Financial & competing interests disclosure
AL Kwa has received funding for research from Janssen-Cilag, Pfizer Inc and Merck Sharp & Dohme (I.A) Corp. The authors have no other relevant affiliations or financial involvement with any organization or entity with a financial interest in or financial conflict with the subject matter or materials discussed in the manuscript apart from those disclosed.
Polymyxins – polymyxin B and colistin (polymyxin E) – are last-line therapeutic agents against multi-drug resistant and extensively drug-resistant Gram-negative bacteria.

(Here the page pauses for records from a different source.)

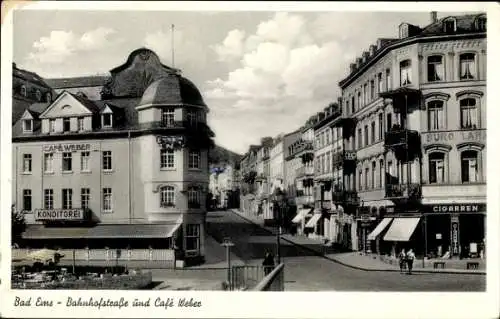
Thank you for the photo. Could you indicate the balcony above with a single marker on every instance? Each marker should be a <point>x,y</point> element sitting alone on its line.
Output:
<point>412,191</point>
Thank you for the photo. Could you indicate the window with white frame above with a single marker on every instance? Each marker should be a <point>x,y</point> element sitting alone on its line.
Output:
<point>67,162</point>
<point>435,68</point>
<point>167,196</point>
<point>405,72</point>
<point>107,199</point>
<point>84,161</point>
<point>67,199</point>
<point>435,111</point>
<point>468,114</point>
<point>467,66</point>
<point>107,163</point>
<point>167,116</point>
<point>469,160</point>
<point>436,168</point>
<point>167,158</point>
<point>85,198</point>
<point>48,199</point>
<point>48,162</point>
<point>194,161</point>
<point>27,161</point>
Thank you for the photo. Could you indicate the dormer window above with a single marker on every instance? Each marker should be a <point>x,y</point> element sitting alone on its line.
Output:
<point>450,25</point>
<point>28,126</point>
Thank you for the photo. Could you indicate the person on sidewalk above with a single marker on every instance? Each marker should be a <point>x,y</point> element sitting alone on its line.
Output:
<point>410,257</point>
<point>402,261</point>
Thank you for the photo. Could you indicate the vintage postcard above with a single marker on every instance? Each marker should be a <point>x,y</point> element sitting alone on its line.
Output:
<point>181,159</point>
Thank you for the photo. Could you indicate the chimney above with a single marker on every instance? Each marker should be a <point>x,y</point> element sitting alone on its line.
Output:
<point>433,16</point>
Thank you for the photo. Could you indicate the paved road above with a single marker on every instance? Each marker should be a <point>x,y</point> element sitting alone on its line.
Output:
<point>319,274</point>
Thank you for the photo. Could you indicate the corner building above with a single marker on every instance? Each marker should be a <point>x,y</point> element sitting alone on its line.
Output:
<point>419,103</point>
<point>129,170</point>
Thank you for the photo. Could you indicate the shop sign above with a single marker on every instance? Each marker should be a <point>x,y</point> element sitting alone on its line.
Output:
<point>55,148</point>
<point>59,214</point>
<point>458,208</point>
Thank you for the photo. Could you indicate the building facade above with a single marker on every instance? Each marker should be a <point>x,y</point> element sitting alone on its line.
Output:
<point>419,103</point>
<point>128,170</point>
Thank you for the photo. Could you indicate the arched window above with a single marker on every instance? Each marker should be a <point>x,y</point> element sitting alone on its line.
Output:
<point>167,196</point>
<point>436,168</point>
<point>469,166</point>
<point>468,113</point>
<point>435,112</point>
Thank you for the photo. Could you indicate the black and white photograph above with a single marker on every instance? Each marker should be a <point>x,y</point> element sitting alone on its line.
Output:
<point>182,151</point>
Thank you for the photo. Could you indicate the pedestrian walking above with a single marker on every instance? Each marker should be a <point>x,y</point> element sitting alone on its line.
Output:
<point>402,261</point>
<point>410,257</point>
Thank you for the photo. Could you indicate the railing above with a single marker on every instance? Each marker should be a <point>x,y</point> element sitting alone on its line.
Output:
<point>274,281</point>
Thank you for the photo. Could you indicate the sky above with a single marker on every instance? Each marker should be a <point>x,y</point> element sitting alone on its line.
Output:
<point>260,73</point>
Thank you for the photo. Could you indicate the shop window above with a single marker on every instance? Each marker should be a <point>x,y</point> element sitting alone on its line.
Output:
<point>27,199</point>
<point>27,161</point>
<point>67,199</point>
<point>167,196</point>
<point>436,168</point>
<point>467,66</point>
<point>405,72</point>
<point>468,114</point>
<point>435,111</point>
<point>435,68</point>
<point>469,160</point>
<point>48,199</point>
<point>167,158</point>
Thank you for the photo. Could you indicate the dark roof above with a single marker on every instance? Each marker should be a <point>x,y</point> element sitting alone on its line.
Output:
<point>172,90</point>
<point>74,82</point>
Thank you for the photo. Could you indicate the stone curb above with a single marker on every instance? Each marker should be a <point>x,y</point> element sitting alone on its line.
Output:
<point>234,211</point>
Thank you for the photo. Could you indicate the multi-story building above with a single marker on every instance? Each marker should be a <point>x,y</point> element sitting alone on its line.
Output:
<point>420,106</point>
<point>129,170</point>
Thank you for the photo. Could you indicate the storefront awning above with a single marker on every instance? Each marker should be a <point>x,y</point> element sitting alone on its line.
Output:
<point>380,228</point>
<point>401,229</point>
<point>300,216</point>
<point>101,231</point>
<point>313,221</point>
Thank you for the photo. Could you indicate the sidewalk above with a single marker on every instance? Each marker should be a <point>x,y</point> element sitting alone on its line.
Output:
<point>374,263</point>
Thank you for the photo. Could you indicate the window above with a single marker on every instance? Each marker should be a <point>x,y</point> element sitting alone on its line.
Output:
<point>436,115</point>
<point>167,158</point>
<point>167,196</point>
<point>167,116</point>
<point>193,198</point>
<point>194,160</point>
<point>80,124</point>
<point>467,66</point>
<point>107,120</point>
<point>66,124</point>
<point>48,162</point>
<point>27,160</point>
<point>435,68</point>
<point>192,237</point>
<point>373,132</point>
<point>469,167</point>
<point>67,162</point>
<point>27,199</point>
<point>84,161</point>
<point>388,84</point>
<point>85,198</point>
<point>436,168</point>
<point>107,163</point>
<point>48,199</point>
<point>405,72</point>
<point>468,114</point>
<point>27,126</point>
<point>107,199</point>
<point>67,198</point>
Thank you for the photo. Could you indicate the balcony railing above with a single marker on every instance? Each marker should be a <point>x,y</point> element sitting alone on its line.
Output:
<point>410,191</point>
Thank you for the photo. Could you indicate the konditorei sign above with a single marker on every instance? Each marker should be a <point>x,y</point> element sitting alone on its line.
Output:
<point>59,214</point>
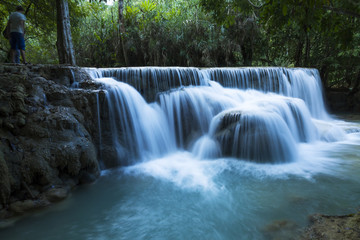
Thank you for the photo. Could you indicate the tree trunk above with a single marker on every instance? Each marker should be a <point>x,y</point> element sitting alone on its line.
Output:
<point>122,31</point>
<point>307,50</point>
<point>298,53</point>
<point>64,40</point>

Recent publications in the past decade have revealed numerous differences in potency and disposition between polymyxin B and colistin, which is formulated in the form of its inactive pro-drug, colistimethate sodium.
In view of the need for in vivo conversion from colistimethate sodium to colistin, colistin appears to have inferior pharmacokinetic properties compared to polymyxin B.
Compared to colistin, there is a lack of clinical experience with polymyxin B.
There is a need to re-evaluate current dosing regimens for colistin and polymyxin B as recent pharmacokinetic studies have suggested that the current regimens recommended by the manufacturers will most likely result in suboptimal drug exposure.
The development of heteroresistance to polymyxins has been increasingly reported against Acinetobacter baumannii and Klebsiella pneumoniae, and limits the utility of polymyxin monotherapy.
Polymyxin combination therapy helps to maximize bacterial killing and prevents development of polymyxin resistance; unfortunately, to date, its clinical advantage is yet to be unequivocally proven.
Nephrotoxicity and neurotoxicity are the most prominent toxicities associated with polymyxins, and incidences appear to be similar or possibly even lesser for polymyxin B than for colistin.